Vers l’être-humain augmenté ?
Naissance des « Frankensteins » dans notre société
Qui a raison ? Les transhumanistes ou les socio-déterministes ? Peut-être l’un des deux ou tous les deux. Néanmoins, si l’on fait référence à l’histoire du docteur Victor Frankenstein, on verra que non seulement tous les deux ont tort mais il y a également un ressemblance remarquable entre notre société et la société fictive de Mary Shelley.

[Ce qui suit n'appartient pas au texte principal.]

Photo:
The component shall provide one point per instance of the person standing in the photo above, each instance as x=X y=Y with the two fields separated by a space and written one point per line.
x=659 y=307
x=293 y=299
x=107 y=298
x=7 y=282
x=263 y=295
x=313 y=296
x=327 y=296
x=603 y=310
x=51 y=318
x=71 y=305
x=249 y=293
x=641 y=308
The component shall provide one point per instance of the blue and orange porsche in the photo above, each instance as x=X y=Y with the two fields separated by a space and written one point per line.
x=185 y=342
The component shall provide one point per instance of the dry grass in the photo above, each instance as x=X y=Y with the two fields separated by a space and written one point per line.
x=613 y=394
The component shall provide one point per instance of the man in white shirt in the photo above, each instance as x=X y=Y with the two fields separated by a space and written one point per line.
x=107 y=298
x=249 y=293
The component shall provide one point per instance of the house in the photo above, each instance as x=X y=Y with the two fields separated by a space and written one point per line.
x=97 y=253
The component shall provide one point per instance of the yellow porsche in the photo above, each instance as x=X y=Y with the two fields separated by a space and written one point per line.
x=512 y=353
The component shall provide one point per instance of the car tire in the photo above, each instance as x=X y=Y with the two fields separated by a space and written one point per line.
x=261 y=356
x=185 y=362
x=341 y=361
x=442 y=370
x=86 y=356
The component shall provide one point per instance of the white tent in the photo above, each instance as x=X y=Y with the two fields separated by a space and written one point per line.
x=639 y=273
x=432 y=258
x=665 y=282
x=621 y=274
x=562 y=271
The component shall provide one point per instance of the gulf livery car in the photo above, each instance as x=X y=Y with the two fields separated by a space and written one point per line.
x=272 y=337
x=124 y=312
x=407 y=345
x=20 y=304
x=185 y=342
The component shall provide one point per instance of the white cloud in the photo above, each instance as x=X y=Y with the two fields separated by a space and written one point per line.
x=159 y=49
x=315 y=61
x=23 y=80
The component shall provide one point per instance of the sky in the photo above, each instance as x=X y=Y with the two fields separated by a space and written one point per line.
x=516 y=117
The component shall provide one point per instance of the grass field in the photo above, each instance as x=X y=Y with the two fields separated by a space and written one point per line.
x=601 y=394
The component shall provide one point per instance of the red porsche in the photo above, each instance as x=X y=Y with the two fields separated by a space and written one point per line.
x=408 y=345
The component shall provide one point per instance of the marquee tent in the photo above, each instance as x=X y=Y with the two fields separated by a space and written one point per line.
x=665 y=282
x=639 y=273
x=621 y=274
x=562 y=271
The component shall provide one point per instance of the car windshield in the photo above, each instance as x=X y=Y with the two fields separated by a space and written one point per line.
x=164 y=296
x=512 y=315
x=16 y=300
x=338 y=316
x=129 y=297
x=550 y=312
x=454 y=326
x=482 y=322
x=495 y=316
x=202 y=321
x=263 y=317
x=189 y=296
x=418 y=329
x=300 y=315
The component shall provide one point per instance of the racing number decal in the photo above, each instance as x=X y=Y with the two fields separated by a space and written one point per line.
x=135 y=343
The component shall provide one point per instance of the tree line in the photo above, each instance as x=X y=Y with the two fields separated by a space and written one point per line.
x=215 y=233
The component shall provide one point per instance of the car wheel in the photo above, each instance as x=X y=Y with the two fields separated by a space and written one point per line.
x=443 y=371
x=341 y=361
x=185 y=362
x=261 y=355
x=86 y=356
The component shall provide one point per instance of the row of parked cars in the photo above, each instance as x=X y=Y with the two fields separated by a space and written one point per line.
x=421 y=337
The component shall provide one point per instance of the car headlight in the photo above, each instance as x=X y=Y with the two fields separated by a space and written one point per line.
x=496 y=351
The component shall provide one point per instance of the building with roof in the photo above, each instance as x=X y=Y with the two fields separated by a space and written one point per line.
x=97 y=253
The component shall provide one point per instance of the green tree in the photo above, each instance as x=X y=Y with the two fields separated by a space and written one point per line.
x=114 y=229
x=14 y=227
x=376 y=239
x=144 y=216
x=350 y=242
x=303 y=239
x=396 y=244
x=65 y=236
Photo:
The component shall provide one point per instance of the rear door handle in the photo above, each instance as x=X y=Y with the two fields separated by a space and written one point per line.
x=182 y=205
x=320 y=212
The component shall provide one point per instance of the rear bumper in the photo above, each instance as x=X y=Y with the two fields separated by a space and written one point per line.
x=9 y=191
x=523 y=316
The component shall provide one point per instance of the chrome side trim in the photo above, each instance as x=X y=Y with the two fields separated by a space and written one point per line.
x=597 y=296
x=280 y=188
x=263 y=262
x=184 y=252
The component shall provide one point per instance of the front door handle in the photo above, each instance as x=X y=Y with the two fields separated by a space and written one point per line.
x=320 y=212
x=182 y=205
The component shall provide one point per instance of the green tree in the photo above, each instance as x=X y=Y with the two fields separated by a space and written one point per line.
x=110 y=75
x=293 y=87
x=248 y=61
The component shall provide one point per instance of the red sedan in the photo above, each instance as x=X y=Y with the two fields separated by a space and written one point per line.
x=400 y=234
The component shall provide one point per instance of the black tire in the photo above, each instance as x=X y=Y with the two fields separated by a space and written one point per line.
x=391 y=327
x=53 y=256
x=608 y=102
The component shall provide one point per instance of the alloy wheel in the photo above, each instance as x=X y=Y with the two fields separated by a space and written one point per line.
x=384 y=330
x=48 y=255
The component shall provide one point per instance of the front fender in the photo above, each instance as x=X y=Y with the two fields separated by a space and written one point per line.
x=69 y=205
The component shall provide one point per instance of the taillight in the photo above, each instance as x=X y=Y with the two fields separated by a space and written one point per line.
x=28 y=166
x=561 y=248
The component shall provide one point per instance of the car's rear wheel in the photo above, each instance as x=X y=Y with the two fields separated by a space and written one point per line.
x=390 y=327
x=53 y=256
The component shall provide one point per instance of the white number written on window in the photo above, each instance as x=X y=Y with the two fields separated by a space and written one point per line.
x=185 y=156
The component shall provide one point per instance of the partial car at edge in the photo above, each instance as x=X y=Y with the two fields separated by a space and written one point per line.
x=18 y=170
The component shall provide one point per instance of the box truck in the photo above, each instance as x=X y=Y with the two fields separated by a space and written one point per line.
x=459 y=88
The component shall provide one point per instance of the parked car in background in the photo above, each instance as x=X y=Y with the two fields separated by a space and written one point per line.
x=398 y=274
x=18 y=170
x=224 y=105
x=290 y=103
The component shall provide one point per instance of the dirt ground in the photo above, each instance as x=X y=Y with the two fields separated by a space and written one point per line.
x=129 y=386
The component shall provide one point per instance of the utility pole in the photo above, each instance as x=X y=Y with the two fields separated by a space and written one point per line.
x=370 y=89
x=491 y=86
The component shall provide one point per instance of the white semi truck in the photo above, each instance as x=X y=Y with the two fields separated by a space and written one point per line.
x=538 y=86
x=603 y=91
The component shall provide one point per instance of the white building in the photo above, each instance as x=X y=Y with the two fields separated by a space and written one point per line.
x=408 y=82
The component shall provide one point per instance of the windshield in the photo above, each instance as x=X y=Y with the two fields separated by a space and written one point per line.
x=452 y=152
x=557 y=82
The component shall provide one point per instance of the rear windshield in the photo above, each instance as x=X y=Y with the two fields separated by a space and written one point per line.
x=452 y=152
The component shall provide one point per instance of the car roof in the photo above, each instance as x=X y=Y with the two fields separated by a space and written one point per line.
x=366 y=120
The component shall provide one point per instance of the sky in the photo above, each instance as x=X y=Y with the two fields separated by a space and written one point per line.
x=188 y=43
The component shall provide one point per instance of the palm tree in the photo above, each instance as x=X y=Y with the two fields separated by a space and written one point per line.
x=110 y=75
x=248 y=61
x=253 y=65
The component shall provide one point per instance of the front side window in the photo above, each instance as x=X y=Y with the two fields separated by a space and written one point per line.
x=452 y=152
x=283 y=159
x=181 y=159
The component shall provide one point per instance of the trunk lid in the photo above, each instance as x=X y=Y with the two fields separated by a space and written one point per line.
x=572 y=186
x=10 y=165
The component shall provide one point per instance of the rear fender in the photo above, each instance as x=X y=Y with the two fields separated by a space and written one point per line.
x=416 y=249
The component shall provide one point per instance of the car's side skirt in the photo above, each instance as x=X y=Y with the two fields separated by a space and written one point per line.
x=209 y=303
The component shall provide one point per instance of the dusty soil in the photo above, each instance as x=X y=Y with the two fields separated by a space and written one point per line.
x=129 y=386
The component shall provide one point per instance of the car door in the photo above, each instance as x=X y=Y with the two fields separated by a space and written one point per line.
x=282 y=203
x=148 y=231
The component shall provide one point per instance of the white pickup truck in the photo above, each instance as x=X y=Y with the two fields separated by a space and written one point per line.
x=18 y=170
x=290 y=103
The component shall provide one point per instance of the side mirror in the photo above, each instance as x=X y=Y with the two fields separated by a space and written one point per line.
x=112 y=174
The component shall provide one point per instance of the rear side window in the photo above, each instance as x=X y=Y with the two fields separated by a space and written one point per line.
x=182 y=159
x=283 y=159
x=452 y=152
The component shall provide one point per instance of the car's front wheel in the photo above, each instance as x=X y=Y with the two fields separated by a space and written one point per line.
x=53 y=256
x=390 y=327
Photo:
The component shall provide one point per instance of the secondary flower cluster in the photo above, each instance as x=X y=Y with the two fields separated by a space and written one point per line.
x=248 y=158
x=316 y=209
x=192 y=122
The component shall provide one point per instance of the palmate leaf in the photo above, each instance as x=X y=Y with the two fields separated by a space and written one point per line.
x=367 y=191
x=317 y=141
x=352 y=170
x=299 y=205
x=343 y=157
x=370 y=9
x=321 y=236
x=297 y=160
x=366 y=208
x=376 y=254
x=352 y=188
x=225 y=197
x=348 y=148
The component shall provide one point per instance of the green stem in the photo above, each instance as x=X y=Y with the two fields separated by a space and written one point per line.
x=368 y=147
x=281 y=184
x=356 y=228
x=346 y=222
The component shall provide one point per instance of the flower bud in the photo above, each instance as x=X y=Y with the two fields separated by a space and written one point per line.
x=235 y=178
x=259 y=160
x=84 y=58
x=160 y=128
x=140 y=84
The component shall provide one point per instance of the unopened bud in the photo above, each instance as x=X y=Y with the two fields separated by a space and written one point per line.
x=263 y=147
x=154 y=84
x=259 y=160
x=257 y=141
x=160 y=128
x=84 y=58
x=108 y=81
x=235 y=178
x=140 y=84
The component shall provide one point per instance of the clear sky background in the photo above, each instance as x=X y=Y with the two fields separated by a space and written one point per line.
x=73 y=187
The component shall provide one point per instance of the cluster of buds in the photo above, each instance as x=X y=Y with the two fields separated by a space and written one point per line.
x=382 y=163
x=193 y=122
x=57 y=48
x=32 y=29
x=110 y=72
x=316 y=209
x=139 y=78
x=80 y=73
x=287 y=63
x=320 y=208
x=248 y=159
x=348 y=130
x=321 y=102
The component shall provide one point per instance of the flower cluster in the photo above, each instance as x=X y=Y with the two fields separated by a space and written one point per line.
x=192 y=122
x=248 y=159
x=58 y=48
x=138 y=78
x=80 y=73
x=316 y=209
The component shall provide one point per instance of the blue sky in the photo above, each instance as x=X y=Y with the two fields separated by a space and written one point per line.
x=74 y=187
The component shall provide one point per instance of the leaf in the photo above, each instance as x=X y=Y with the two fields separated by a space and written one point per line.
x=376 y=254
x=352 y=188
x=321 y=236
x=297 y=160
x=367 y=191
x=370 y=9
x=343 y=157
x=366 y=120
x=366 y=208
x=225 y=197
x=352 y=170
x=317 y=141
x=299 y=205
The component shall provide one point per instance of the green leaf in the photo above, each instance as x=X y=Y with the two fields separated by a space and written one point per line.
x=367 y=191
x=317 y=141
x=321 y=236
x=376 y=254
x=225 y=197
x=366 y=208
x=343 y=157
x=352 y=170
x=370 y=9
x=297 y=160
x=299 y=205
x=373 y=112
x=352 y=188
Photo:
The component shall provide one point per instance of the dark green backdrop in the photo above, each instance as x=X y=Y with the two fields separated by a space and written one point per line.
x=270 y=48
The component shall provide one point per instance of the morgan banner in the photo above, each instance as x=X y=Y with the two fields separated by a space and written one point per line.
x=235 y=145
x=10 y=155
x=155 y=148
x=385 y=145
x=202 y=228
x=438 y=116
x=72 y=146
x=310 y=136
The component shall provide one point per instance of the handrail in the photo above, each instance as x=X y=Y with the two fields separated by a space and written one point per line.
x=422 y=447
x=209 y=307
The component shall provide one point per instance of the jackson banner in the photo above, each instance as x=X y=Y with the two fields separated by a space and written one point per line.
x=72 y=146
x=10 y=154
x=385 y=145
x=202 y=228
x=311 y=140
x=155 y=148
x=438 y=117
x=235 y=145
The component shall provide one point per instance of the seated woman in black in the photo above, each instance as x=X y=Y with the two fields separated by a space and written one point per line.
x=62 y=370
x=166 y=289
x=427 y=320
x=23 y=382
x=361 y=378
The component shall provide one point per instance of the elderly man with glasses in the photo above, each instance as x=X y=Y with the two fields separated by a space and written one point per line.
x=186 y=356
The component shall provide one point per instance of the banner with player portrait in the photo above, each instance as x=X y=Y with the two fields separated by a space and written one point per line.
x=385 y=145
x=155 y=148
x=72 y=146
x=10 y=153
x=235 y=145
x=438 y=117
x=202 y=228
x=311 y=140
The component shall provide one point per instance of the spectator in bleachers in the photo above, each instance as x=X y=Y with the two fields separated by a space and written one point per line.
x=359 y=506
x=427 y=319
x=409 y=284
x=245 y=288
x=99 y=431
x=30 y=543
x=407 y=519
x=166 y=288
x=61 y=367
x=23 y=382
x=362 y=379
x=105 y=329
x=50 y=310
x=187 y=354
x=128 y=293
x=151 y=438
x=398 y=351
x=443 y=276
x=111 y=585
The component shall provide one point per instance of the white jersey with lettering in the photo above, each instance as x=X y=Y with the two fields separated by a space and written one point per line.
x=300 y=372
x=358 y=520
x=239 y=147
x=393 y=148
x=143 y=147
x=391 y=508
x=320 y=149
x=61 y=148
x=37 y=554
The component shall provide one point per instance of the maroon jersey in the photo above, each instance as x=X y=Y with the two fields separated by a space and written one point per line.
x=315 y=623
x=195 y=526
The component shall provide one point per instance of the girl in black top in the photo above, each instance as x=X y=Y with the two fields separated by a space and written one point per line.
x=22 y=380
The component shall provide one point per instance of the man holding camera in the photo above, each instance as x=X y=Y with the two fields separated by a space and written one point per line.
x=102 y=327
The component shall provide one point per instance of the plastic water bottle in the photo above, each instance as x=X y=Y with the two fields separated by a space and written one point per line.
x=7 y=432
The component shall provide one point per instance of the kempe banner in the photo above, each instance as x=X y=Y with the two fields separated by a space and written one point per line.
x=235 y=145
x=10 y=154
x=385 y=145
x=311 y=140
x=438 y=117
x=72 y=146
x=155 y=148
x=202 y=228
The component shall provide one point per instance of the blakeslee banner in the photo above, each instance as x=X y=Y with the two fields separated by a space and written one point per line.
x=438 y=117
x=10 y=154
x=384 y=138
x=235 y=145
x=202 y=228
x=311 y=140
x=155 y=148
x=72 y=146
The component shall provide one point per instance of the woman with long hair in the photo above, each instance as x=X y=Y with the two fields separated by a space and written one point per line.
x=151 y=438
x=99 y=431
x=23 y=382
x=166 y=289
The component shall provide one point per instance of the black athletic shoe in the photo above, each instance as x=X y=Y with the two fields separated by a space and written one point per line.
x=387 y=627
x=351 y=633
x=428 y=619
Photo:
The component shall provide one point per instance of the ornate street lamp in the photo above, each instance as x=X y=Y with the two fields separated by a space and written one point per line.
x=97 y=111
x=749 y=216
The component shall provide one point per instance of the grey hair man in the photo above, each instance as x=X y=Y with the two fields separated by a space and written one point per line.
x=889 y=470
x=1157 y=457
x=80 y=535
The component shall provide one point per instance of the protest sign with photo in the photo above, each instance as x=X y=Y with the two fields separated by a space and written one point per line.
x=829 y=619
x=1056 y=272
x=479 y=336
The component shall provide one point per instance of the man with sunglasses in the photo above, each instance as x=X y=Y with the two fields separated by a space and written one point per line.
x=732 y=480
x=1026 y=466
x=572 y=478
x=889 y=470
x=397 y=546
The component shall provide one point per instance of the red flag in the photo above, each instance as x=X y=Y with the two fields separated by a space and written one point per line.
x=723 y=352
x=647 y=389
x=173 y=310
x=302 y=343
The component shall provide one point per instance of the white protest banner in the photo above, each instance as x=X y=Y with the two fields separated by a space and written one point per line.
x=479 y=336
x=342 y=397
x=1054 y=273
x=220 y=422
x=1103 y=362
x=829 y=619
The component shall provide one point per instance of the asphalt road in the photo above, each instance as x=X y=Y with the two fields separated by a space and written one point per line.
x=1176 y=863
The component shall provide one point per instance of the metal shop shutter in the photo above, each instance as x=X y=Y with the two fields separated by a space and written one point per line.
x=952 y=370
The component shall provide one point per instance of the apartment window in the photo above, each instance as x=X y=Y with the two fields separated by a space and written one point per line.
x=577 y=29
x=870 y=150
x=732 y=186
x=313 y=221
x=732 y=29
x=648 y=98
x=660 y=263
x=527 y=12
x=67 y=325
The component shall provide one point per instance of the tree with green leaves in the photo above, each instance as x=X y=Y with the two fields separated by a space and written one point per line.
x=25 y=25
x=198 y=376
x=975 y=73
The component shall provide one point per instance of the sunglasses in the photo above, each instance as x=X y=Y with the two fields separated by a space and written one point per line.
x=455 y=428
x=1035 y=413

Victor Frankenstein, un scientifique très talentueux, issu d’une famille de haute classe, a toujours rêvé de créer de nouvelles formes de vie supérieures à l’être humain. Travaillant jour et nuit, le jeune savant réussit à réaliser sa passion. Un homme-cadavre, surnommé le Monstre, fut créé avec une grande intelligence : capable d’apprendre à parler, lire et exprimer ses sentiments : la joie, la tristesse, la soif de l’amour et aussi la haine. Malgré tout, il est abandonné dès sa naissance par son père Frankenstein, car il est monstrueusement laid.
Image de Frankenstein
Et notre société ? La science nous permet aujourd’hui de créer des choses auparavant considérées comme utopiques. Un écran transparent d’Iron Man dans les films de Marvel ? Il est réalisé et exposé par Panasonic lors de Customer Eletronic Show 2016 à Las Vegas. Des robots plus intelligents que l’humain ? En quelque sorte, nous avons déjà la réponse avec la victoire des AI contre les champions du monde d’échecs, jeu de go et de poker.
Humain versus Robot : qui est plus intelligent ?
L’intelligence artificielle, avec la technologie deep learning, autorise de futurs robots à être plus intelligents et capables de faire presque tout avec une productivité remarquable et sans jamais être fatigués. Même en ce qui concerne le côté émotionnel, en réalité, certains supers robots actuels sont déjà capables d’exprimer leurs émotions comme un être humain. La preuve ? En avril dernier, un individu en Chine s’est marié avec son robot humanoïde. Plus récemment, le robot humanoïde Sophia est officiellement devenu un citoyen de l’Arabe Saoudite. Sachant que c’était elle qui a répondu « Ok, je vais le faire ! » lorsque le présentateur américain Jimmy Fallon l’a taquiné en lui demandant si elle envisageait de détruire l’espèce humaine.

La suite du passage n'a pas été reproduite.